The mama's boy from Goucher sure does like to talk tough. So how come he's not in the U.S. Infantry? They need some true believers, last I heard.
-- sglover

8/29/2006 12:50 PM  
Anonymous Anonymous said...

There's definitely something not right about Karr, but it looks more like a 'why wasn't I powerful enough to do that' kind of response. What has yet to be learned is what *was* Karr powerful enough to do. There's more story here, just not related to JonBenet.

8/29/2006 3:03 PM  
Anonymous Anonymous said...

Part of the rush of the internet age is the rush to judgement.

8/29/2006 6:14 PM  
Anonymous Anonymous said...

Ignorance makes me ask. When was the National Review (either print or online) or its so-called brethren or counterpart(s) on the other side of the so-called spectrum, viz., New Republic or Nation or any one of a host of such so-called standard-bearer publications, actually known for intellectual rigor?

8/29/2006 8:34 PM  
Anonymous Anonymous said...

In my view,
The Nation scores high on intellectual rigor.
National Review is scoring high on rigor mortis.
New Republic borders on rigorous autoeroticism.

8/30/2006 3:19 AM  
Anonymous Anonymous said...

Umm, doesn't he qualify his statement with the statement that "If Karr is guilty, if he did this"? So, he's saying: "IF Karr's guilty, he should be executed and soon."

I'm thinking that most of you are against the death penalty in all cases, and that is what is causing you to be up in arms about this, as there are many crimes that I have no problem executing people for committing - if they actually committed the crime. And therein lies the rub.

8/30/2006 5:24 PM  
Anonymous Anonymous said...

"If George W. Bush is guilty of child rape and murder, he should be convicted and executed---and soon".
Anything wrong with this statement, anonymous?
Or how about this:
"If Saddam is about to unleash a series of nuclear terror attacks on the United States---and we cannot rule this out---then we need to invade Iraq, deposing Saddam, and as a side benefit, liberating 25 million people."?
Is there something about the lemming-like rush to judgment of the wrong wing that you like better than waiting for the evidence to come in?

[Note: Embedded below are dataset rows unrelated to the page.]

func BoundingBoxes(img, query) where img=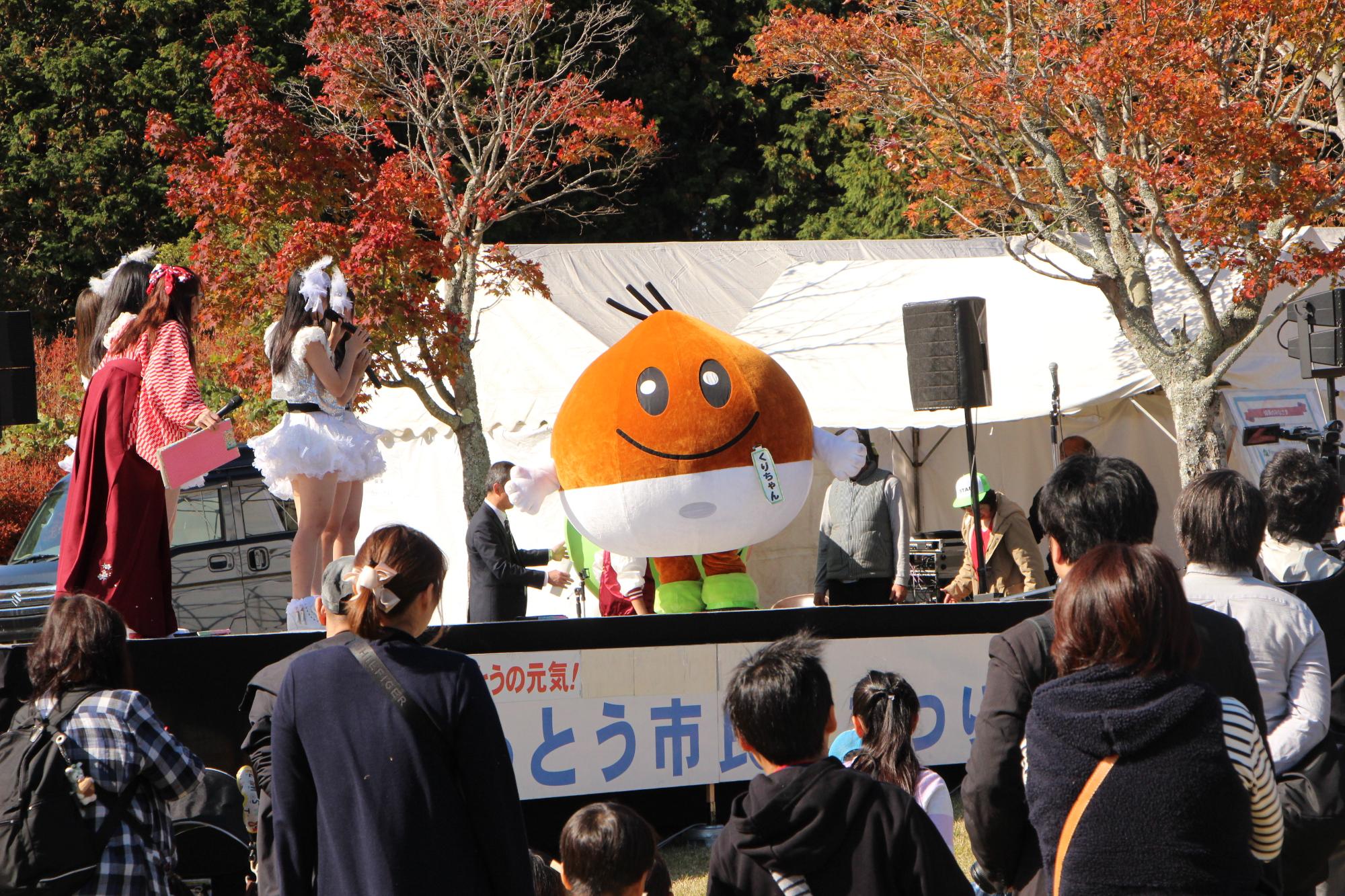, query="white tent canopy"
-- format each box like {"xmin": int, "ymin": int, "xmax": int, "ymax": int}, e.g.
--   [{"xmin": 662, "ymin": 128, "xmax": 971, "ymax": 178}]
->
[
  {"xmin": 360, "ymin": 231, "xmax": 1340, "ymax": 622},
  {"xmin": 512, "ymin": 239, "xmax": 1003, "ymax": 345}
]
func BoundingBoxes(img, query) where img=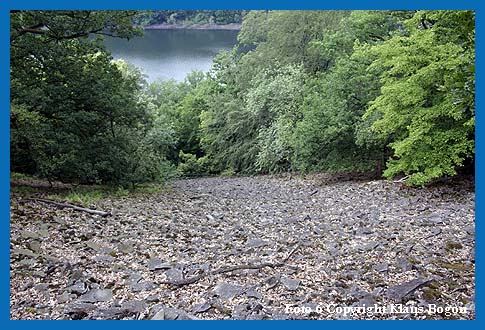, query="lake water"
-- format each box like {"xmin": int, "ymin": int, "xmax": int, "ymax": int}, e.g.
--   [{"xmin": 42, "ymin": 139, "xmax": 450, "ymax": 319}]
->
[{"xmin": 105, "ymin": 30, "xmax": 238, "ymax": 82}]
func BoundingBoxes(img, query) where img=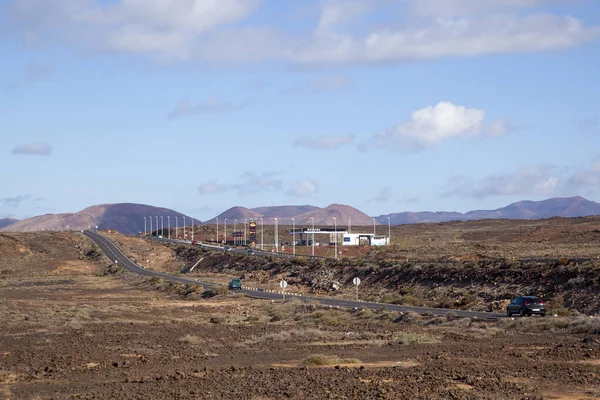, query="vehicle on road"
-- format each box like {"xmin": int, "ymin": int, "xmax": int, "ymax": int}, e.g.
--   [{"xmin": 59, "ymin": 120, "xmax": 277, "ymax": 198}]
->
[
  {"xmin": 228, "ymin": 278, "xmax": 242, "ymax": 290},
  {"xmin": 506, "ymin": 296, "xmax": 546, "ymax": 317}
]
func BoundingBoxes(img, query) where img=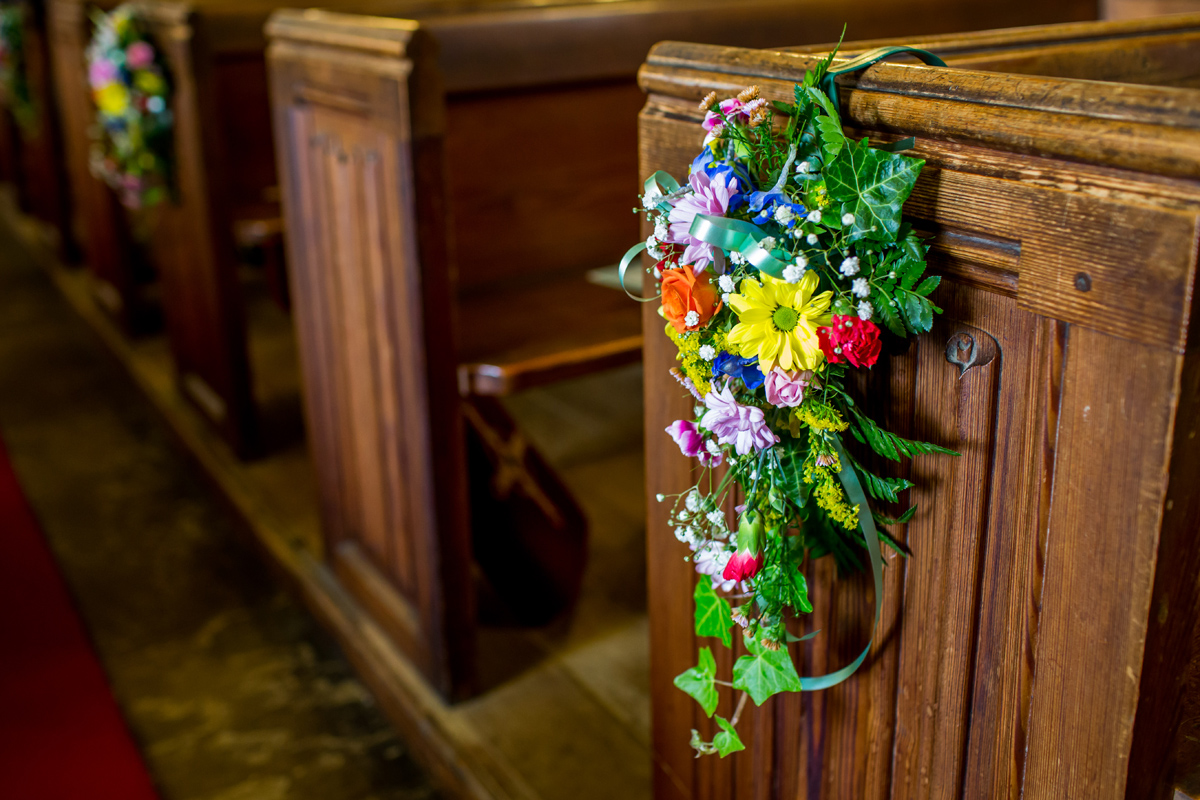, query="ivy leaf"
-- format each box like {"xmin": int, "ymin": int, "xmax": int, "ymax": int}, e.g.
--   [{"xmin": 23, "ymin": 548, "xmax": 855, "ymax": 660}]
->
[
  {"xmin": 674, "ymin": 648, "xmax": 716, "ymax": 716},
  {"xmin": 733, "ymin": 637, "xmax": 800, "ymax": 705},
  {"xmin": 713, "ymin": 717, "xmax": 746, "ymax": 758},
  {"xmin": 809, "ymin": 88, "xmax": 846, "ymax": 163},
  {"xmin": 826, "ymin": 139, "xmax": 925, "ymax": 241},
  {"xmin": 871, "ymin": 287, "xmax": 908, "ymax": 336},
  {"xmin": 692, "ymin": 576, "xmax": 733, "ymax": 648},
  {"xmin": 871, "ymin": 506, "xmax": 917, "ymax": 525}
]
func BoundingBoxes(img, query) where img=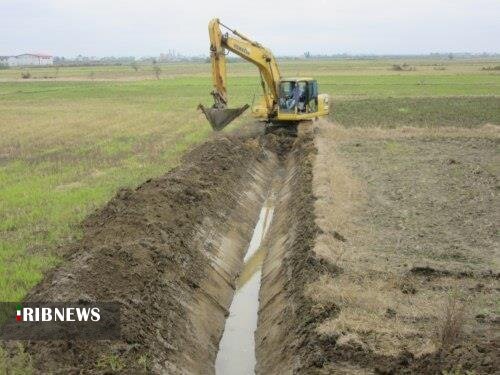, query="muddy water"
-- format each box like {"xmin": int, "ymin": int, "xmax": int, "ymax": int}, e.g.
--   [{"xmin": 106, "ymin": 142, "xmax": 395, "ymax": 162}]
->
[{"xmin": 215, "ymin": 196, "xmax": 274, "ymax": 375}]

As to what's behind the Karr stor, it seems that there are two factors. First, Karr is a sicko who had learned secret details of the Ramsey murder case through 10 years of correspondence and phone calls with investigators. When Karr was facing prison time in Thailand for other offenses, he saw a chance to get back to the US using a false confession. No doubt this is why he was drinking champagne on the flight back---his plan had worked.
The second element of the story is that the Homeland security department leaked the story to the media, creating yet another circus to distract the public from Bush's continuing failures. My guess is that the DA in Colorado is too much of a good soldier to pin the blame for this fiasco where it belongs.